Assisti, foi um filme que me emocionou profundamente. Ele foi aplaudido na sala de exibição, e eu saí com lágrimas nos olhos, até porque eu tenho uma história muito parecida na minha família. Eu tenho um cunhado que é desaparecido político. Meu marido é um general, filho de um general que já faleceu. E, no entanto, o meu cunhado Paulo Costa Ribeiro Bastos é um desaparecido. Ele foi preso, torturado e jogaram o corpo no mar. Então, é uma dor que eu conheço de perto. E por isso eu digo que a ditadura não escolhe vítimas. Do metalúrgico ao filho do general, todos nós estamos vulneráveis a um estado de exceção, a um Estado autoritário. Ninguém se salva dele. Não importa de quem você seja filho, não importa quem sejam os seus amigos, o estado de exceção, a ditadura massacra a todos indistintamente, e o massacre é tão doloroso porque ele perdura por gerações. Não é como uma morte que se encerra no funeral. É uma morte social que se prolonga por décadas e décadas e dói nas famílias, e dói em todos aqueles que vivenciaram o que foi uma ditadura. Eu acho que quem pede o retorno da ditadura é porque não sabe e não viveu as agruras que uma ditadura causa individualmente, para cada um, e coletivamente, para toda a sociedade.
A senhora acredita que sua vivência em uma família de um desaparecido pode ter influenciado sua visão política, sua percepção sobre o papel dos militares e sua perspectiva de vida?
Na verdade, eu sempre tive uma visão progressista sobre a política. Meu pai foi um dos fundadores do PDT em Minas Gerais, eu sempre discuti política em casa, e ele sempre foi um democrata liberal, que me ensinou que esses valores têm de ser preservados. Eu tinha 4 anos quando 64 foi desfechado. Mas eu acompanhei e posteriormente estudei nos livros de história. A minha tese de mestrado, inclusive, foi sobre a articulação do Golpe de 64 – não sobre o regime militar. Então eu estudei e continuei estudando a história do Brasil. Mas é lógico que conhecer de perto essa dor, que até então eu nunca havia vivenciado, me fez acirrar ainda mais as minhas convicções de que não há salvação fora da democracia.
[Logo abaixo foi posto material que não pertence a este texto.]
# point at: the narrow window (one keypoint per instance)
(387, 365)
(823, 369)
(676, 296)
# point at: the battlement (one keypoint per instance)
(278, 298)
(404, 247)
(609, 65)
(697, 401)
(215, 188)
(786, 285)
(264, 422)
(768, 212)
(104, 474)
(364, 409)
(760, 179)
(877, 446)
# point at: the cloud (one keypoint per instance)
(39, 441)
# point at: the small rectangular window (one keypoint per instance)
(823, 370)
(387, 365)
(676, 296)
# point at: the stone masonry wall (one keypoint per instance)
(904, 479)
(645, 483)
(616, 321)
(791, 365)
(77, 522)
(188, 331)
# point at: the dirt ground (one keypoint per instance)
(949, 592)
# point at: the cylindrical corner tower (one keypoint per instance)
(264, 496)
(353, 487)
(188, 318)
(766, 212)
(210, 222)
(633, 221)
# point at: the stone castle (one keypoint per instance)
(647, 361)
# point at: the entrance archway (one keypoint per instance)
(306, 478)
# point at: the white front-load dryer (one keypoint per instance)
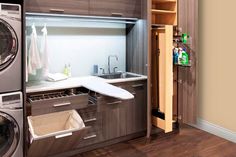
(11, 125)
(10, 47)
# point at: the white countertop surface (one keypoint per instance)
(73, 83)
A democracia pode ter suas imperfeições, ela pode ter suas falhas, e ela merece muitas vezes ser criticada, mas ainda é o melhor regime político que nós temos.
Qual a opinião da senhora sobre o papel do filme “Ainda Estou Aqui” no resgate dessa parte da história do Brasil?
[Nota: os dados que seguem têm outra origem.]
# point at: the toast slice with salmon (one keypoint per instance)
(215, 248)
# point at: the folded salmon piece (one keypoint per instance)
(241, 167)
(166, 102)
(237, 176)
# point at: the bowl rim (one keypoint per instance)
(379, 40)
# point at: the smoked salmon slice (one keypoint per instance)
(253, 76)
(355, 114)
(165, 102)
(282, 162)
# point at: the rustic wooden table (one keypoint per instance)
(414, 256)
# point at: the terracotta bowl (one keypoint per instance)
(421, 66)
Avivar a memória. Avivar a memória porque, muitas vezes, aqueles que não vivenciaram ou aqueles que vivenciaram, mas não sofreram na pele o terror de uma ditadura, o horror de uma ditadura, por vezes se esquecem do que ela significou. Hoje, quem é que comenta, eu te pergunto, a ditadura de Vargas, a ditadura do Estado Novo? Praticamente ninguém. Porque tanto os atores políticos da época quanto os personagens já estão falecidos. E foi uma ditadura que caiu no esquecimento. E foi dura. Eu até considero a Constituição de 1937 do Estado Novo varguista pior do que as Cartas de 1967 e 1969 dos militares. Então, veja bem, o papel do filme foi avivar a memória, sobretudo daqueles que não a presenciaram, e mostrar que as dores ainda estão aqui e que nós a sentiremos de uma forma ou de outra. Não importa se elas caíram no esquecimento, mas elas continuam como uma ferida aberta, que lateja, que machuca, que é dolorosa dentro de uma sociedade que teve a infelicidade de viver um regime político e essas consequências autoritárias que nos causou.